Once the knowledge-gathering phase is complete, the information is used to select an appropriate technology and procedure likely to meet the requirements defined in the ATP.
阶段1:方法设计与开发
知识收集
当已确定方法的需求,应在进行实验室研究之前收集相关信息。这些信息可以包括已知的化学结构、溶解度、反应性和相应组分的稳定性。文献检索也可能有助于了解其他人如何应用或调整方法。必须始终考虑预期用途和日常使用的适用性。在知识收集阶段确定的任何相关信息,如方法的使用范围、运行时间标准、设备类型和其他信息,也将在设计和开发阶段予以考虑。但是ATP不能提供这些信息。

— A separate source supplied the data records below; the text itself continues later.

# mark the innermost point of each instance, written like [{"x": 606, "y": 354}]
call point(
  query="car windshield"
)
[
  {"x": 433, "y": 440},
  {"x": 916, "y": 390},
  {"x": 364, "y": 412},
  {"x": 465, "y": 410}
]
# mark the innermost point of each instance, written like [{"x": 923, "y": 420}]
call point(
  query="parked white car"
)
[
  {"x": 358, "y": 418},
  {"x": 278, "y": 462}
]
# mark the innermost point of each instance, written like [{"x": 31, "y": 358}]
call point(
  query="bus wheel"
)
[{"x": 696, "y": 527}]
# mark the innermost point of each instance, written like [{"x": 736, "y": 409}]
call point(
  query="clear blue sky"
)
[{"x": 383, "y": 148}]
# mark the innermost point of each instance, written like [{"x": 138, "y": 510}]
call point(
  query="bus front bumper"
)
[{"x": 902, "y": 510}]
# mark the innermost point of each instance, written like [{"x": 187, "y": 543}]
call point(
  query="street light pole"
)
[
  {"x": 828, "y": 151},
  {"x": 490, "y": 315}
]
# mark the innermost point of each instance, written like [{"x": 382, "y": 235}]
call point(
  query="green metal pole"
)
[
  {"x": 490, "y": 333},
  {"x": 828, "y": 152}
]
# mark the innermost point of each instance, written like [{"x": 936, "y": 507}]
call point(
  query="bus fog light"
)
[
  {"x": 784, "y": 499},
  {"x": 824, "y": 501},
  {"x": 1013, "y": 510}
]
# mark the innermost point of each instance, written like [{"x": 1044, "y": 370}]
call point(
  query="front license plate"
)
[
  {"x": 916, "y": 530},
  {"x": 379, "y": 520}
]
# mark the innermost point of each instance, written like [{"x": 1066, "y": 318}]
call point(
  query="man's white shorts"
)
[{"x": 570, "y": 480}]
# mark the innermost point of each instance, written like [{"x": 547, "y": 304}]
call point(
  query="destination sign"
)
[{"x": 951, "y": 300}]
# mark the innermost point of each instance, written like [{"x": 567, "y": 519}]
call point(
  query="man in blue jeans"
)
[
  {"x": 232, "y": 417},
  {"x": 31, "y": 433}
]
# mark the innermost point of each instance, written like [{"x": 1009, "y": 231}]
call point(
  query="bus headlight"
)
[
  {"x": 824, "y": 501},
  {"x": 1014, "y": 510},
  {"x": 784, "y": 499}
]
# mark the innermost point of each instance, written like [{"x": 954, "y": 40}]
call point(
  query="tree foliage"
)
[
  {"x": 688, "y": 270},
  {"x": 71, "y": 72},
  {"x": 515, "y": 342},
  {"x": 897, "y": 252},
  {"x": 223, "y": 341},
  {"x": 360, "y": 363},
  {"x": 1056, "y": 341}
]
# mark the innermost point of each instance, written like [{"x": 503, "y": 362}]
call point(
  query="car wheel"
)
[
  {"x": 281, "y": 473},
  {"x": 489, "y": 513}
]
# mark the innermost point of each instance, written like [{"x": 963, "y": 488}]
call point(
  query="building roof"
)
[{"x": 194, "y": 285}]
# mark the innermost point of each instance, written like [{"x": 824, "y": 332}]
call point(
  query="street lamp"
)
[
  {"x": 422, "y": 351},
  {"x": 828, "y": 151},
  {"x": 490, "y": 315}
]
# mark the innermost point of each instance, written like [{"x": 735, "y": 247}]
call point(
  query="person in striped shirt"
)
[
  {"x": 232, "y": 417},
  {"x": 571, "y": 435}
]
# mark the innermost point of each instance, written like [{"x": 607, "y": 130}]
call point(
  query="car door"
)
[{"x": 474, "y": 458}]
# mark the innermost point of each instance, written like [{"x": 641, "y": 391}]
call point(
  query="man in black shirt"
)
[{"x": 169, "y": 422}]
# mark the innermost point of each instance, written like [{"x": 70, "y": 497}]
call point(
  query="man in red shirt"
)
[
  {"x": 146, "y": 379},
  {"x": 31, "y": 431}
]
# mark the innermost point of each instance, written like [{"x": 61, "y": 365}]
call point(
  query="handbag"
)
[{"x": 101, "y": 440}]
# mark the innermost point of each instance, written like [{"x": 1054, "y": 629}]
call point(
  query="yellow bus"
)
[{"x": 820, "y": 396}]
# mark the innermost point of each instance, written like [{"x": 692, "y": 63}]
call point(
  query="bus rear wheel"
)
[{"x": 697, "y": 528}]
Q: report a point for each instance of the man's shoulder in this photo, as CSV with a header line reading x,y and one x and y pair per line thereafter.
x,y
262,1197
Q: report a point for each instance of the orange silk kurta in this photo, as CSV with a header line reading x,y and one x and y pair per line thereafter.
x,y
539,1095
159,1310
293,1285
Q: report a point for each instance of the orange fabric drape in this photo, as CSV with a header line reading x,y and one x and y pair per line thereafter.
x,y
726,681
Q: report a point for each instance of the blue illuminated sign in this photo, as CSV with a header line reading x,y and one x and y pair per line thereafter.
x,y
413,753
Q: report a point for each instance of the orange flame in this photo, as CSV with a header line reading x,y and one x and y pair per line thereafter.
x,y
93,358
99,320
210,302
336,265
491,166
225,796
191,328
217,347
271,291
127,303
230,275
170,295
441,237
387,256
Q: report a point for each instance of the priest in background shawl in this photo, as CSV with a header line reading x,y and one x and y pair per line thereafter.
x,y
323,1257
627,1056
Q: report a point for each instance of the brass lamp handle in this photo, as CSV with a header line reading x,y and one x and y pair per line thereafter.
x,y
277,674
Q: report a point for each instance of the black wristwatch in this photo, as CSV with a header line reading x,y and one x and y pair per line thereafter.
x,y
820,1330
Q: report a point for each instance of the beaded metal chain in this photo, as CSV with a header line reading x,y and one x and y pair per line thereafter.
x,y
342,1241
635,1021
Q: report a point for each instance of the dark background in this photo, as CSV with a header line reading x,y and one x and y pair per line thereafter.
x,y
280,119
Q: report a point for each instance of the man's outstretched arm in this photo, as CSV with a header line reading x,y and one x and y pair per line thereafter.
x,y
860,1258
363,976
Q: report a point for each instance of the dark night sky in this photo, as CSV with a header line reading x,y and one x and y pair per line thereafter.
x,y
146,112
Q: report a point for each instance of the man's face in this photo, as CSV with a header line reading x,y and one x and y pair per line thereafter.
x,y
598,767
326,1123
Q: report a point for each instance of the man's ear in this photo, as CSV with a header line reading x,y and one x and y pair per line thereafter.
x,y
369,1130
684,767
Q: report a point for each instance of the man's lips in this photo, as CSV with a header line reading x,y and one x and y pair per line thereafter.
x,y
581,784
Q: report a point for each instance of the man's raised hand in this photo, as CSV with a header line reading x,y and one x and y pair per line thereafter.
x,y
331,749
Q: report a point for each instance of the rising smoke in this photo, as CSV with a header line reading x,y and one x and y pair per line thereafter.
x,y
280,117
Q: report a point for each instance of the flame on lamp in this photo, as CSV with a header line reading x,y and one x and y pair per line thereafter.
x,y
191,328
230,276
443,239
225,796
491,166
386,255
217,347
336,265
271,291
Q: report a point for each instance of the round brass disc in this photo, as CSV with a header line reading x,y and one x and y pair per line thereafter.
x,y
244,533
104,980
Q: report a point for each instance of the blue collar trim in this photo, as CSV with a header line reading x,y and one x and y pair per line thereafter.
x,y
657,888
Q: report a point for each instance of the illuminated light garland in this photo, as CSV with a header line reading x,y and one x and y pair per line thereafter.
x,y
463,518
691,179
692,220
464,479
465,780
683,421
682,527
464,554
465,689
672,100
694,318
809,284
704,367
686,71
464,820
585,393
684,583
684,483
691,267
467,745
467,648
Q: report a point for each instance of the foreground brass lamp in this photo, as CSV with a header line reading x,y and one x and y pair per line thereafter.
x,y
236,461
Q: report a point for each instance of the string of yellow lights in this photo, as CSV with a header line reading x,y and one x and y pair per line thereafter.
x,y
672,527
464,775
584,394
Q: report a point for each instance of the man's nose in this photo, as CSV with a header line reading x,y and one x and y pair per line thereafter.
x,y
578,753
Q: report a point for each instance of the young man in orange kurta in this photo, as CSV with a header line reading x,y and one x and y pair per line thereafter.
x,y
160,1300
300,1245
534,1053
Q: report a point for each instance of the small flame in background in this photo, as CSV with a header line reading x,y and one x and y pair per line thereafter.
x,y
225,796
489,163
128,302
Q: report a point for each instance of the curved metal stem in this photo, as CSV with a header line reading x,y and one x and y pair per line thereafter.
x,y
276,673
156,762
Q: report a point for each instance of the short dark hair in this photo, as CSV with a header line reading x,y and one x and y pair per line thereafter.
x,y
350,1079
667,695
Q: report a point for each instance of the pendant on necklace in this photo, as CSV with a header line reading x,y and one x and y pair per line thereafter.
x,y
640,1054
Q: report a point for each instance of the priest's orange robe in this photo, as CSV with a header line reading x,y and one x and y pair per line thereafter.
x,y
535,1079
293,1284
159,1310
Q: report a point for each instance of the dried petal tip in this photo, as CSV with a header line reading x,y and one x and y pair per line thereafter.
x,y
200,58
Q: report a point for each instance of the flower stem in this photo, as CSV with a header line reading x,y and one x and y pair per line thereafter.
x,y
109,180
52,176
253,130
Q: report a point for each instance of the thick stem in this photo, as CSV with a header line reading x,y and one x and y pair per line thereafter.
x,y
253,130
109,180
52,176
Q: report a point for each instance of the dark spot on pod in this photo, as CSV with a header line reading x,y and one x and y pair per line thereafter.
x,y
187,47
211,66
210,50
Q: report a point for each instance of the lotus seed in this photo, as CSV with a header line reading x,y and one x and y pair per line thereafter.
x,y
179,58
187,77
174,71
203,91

一旦知识收集阶段完成,信息将用于选择可能满足ATP中规定要求的适当技术与方法。
Risk Assessment Evaluation and Control
The objective of a risk assessment is to develop understanding of procedure variables and their impact on the reportable value, which will assist in the development of a control strategy.
风险评估与控制
风险评估的目的是了解方法变量及其对检测结果的影响,这将有助于制定控制策略。
For example, tools such as process maps and Ishikawa diagrams (fishbone diagrams)may beused, in addition to prior knowledge, to provide structure to a brain storming and information-gathering exercise to identify variables. The attributes shown in Figure 2 may serve as a useful starting point. It is important to consider all steps in the analytical procedure, including development of standard andtest sample preparation. It is important to ensure that the sample preparation step does not cause the analyte to undergo any significant (uncontrolled or unintended) changes in its relevant properties from the moment of sampling tothe time when the actual analysis is carried out. Sample preparation conditions are frequently a source of procedure variability and/or bias and its influence in the performance of the procedure should be investigated. In the case of sample preparation that involves dissolving a sample prior to analysis, systematic extraction studies should be performed to ensure robust, rugged, andcomplete extraction/dissolution. It is also important to investigate sources ofvariability and systematic bias during Stage 1 so that they may be eliminated or controlled during routine use of the procedure.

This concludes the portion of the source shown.